- Artist: Jean-Michel Basquiat
- Year: 1982
- Medium: Acrylic, oilstick and paper collage on canvas
- Movement: Neo-expressionism
- Dimensions: 183.3 cm × 213.2 cm (72.2 in × 83.9 in)
- Owner: The Schorr Family Collection

= Leonardo da Vinci's Greatest Hits =

1982 painting by Jean-Michel Basquiat

Leonardo da Vinci's Greatest Hits is a painting created by American artist Jean-Michel Basquiat in 1982.

==Analysis==
Jean-Michel Basquiat primarily used texts as reference sources for his artwork. He drew inspiration from the medical book Gray's Anatomy, which had been given to him by his mother as a child while he recovered from a car accident in the hospital. Leonardo da Vinci's Greatest Hits references Renaissance man Leonardo da Vinci's anatomical drawings of body parts and graphic notations. Basquiat brought symbolism into this work with a depiction of African American folk hero John Henry on the lower left. Among the scattering of words written across a white collage, Basquiat's signature three crown motif appears three times.

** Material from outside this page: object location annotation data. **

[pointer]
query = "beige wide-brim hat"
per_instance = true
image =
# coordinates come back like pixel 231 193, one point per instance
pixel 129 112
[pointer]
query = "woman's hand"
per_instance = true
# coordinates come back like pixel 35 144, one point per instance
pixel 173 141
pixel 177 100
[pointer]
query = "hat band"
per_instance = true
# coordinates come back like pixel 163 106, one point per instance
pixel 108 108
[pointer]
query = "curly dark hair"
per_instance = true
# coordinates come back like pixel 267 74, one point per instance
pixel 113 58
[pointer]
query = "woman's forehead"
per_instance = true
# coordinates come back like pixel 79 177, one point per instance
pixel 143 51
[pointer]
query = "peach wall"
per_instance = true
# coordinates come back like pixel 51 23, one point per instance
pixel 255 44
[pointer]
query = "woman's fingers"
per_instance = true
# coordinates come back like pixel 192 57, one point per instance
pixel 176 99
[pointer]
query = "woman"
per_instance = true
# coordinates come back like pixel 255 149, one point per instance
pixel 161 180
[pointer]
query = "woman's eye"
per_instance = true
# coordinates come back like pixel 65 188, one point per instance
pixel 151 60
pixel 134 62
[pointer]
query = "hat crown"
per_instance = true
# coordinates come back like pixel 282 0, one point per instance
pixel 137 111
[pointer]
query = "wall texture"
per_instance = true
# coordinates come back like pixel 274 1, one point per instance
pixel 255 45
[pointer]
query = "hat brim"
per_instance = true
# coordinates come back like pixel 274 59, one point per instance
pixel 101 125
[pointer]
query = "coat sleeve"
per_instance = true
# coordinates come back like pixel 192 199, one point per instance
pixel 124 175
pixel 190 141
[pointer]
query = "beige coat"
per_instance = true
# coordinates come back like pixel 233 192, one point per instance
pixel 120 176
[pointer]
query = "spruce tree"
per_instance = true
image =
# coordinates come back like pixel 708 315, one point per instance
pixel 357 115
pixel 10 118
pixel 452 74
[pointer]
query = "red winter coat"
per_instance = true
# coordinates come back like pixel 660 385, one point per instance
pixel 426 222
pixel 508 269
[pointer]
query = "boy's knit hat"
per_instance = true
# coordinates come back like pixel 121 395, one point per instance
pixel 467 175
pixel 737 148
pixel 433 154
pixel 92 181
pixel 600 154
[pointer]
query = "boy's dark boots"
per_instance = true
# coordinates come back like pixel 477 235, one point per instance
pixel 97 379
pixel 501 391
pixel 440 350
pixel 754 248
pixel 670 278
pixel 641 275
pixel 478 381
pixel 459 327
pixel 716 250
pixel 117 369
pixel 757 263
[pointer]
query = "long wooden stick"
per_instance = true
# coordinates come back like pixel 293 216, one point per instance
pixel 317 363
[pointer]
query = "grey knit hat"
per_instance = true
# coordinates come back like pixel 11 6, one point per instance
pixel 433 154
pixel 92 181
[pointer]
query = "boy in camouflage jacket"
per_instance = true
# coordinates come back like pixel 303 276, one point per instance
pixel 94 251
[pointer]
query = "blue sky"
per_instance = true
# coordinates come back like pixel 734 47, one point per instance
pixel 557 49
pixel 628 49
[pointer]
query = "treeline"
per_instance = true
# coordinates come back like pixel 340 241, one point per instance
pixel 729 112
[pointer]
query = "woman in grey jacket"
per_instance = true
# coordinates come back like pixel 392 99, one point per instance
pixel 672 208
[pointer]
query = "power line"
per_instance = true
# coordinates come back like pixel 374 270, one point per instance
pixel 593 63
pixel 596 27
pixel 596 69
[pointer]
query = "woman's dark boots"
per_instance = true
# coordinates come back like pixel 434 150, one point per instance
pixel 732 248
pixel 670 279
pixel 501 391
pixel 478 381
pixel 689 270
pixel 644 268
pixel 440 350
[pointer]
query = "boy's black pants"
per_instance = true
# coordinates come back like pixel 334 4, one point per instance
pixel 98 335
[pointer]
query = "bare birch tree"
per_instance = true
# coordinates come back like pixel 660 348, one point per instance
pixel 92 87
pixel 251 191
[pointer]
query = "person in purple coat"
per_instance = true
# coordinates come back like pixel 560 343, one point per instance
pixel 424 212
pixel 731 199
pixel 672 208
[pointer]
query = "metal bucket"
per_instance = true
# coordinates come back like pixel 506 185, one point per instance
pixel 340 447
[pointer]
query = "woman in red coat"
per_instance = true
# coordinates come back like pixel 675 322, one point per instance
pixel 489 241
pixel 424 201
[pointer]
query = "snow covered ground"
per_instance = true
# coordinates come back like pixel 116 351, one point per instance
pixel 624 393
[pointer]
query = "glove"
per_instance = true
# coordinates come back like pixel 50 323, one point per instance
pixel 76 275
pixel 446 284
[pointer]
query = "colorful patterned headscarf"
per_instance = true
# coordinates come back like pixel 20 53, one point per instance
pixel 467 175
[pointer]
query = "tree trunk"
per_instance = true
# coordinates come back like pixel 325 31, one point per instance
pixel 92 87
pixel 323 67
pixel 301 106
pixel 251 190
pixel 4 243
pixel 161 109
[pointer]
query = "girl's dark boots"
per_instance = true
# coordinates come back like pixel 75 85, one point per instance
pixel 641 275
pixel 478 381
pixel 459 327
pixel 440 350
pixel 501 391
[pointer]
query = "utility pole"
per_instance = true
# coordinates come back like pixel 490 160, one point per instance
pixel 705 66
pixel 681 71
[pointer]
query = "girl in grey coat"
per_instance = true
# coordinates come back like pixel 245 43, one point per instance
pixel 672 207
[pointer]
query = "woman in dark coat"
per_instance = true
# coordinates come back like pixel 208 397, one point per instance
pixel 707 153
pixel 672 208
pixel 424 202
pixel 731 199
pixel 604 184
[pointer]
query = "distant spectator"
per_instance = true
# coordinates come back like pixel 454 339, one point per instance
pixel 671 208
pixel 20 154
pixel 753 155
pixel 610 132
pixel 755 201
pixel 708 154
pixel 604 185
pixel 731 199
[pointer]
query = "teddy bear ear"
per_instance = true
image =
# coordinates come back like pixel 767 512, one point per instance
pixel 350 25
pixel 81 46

This painting "is almost a summary or encyclopedia of his work," said curator Kelly Baum.

==Exhibitions==
Leonardo da Vinci's Greatest Hits was exhibited at the Fun Gallery in the East Village of Manhattan in 1982. The painting is owned by Herb and Lenore Schorr. In 2015, it was loaned to the Princeton University Art Museum in Princeton, New Jersey for the exhibition Collecting Contemporary, 1960–2015: Selections from the Schorr Collection.